歳歳年年人不同


 もう3月。いつもこの時期は、2−3月合併号となるように、嵐のような2月の慌ただしさと、色んな審査会などが終わった後の閑散とした静かな3月が接近 して やってきます。唐詩選の「年年歳歳花相 似 歳歳年年人不同」を想い起こさざるを得ません。全盛の紅顔の子たちを卒業させ見送っていく白頭翁といった感じです。そういえば、最近、だいぶ白髪 が増えた ような。。。

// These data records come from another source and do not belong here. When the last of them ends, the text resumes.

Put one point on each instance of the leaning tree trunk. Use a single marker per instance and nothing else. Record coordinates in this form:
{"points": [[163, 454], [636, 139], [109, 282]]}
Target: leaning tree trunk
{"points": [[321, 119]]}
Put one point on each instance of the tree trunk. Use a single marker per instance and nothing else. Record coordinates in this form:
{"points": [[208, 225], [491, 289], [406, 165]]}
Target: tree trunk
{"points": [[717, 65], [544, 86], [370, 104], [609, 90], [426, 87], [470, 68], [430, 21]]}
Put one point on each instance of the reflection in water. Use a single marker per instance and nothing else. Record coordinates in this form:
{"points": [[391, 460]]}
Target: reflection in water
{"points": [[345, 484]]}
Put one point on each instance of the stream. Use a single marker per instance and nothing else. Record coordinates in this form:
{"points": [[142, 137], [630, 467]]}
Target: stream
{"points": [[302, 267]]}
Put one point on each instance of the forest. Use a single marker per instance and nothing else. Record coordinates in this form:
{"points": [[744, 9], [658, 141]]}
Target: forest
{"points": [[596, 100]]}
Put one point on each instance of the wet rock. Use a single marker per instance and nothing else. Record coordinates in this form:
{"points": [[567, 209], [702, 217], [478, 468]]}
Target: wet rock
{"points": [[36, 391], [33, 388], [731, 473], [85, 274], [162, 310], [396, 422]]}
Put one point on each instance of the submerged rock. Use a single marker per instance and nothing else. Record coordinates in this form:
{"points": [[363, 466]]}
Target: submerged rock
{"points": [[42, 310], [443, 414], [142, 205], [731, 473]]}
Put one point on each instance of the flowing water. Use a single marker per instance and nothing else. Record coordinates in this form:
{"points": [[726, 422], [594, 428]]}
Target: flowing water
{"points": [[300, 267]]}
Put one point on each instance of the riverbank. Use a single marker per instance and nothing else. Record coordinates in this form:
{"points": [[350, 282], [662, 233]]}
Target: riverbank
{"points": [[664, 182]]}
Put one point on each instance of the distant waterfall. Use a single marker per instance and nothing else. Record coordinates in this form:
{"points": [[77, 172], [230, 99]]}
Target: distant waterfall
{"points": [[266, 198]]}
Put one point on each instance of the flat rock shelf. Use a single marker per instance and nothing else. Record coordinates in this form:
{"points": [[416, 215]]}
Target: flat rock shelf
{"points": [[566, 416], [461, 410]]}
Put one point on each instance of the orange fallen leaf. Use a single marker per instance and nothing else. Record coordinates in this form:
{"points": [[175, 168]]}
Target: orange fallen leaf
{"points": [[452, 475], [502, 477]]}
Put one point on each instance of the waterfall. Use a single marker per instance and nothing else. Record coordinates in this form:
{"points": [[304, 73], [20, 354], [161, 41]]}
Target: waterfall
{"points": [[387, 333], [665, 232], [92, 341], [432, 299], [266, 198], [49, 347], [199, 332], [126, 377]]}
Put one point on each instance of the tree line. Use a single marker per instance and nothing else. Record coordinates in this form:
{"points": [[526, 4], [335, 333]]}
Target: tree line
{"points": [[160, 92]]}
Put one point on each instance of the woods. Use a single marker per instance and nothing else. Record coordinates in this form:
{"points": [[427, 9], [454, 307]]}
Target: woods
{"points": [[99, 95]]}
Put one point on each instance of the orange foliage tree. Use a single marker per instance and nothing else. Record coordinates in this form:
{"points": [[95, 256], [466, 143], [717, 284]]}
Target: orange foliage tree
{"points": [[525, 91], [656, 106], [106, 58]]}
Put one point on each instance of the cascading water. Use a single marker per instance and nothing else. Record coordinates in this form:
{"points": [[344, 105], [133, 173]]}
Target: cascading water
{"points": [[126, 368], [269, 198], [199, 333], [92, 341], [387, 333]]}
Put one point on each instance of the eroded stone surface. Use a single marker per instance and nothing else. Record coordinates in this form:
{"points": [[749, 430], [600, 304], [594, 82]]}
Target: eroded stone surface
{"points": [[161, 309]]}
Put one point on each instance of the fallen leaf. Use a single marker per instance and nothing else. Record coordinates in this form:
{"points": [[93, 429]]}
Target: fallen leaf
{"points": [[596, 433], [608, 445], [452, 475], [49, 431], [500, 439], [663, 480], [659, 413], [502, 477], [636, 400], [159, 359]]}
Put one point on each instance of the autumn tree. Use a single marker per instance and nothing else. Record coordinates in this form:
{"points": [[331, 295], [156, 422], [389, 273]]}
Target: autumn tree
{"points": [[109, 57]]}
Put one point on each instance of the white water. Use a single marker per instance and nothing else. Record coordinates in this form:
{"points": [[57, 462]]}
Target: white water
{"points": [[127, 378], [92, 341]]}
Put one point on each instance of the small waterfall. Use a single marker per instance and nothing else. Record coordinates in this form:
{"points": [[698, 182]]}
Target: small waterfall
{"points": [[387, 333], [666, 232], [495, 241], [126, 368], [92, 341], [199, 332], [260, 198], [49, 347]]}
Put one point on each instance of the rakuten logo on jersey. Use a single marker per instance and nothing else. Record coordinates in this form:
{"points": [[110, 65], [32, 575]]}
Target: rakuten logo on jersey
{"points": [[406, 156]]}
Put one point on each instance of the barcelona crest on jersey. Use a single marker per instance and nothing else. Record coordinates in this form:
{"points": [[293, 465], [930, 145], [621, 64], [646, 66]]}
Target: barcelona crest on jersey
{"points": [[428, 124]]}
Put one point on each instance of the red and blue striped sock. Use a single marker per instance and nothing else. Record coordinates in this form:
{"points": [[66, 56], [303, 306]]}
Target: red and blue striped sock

 毎年、大学というところでは、卒業という儀式が繰り返され、同じように見えてもそれなりに違っている若者たちが社会へ(一部は進学ですが)巣立っていき ます。そして来年上がってくる新しい若者たちを受け入れる準備を始めます。そのような流れの中で、大学の教育と研究という伝統が作られていきます。様々な情報が通過していくことで記憶が形成されていく脳の海馬にも似て、大学は そのような情報としての学生が入って出て行くことで、大学の記憶装置としての教育の伝統が作られていきます。人が入れ替わる組織であれば、皆、そうではあ るのですが、通過する情報の質の多様さ、即ち様々な目的を持った(持ってない?)もの、様々な性格のもの、体の強いものも弱いものも、実に多様な質の学生 が通過するのが、工学部の特徴といっても良いかもしれません。同じ大学であっても、医学部や薬学部など明確な目的を持ったものが多い学部の学生とは、「通過する情報」の質の面で工学 部とは違うでしょう。工学部は、その学生の質の多様さは、高校生を含めた若者一般の意識の多様さをかなり反映しているものと思われます。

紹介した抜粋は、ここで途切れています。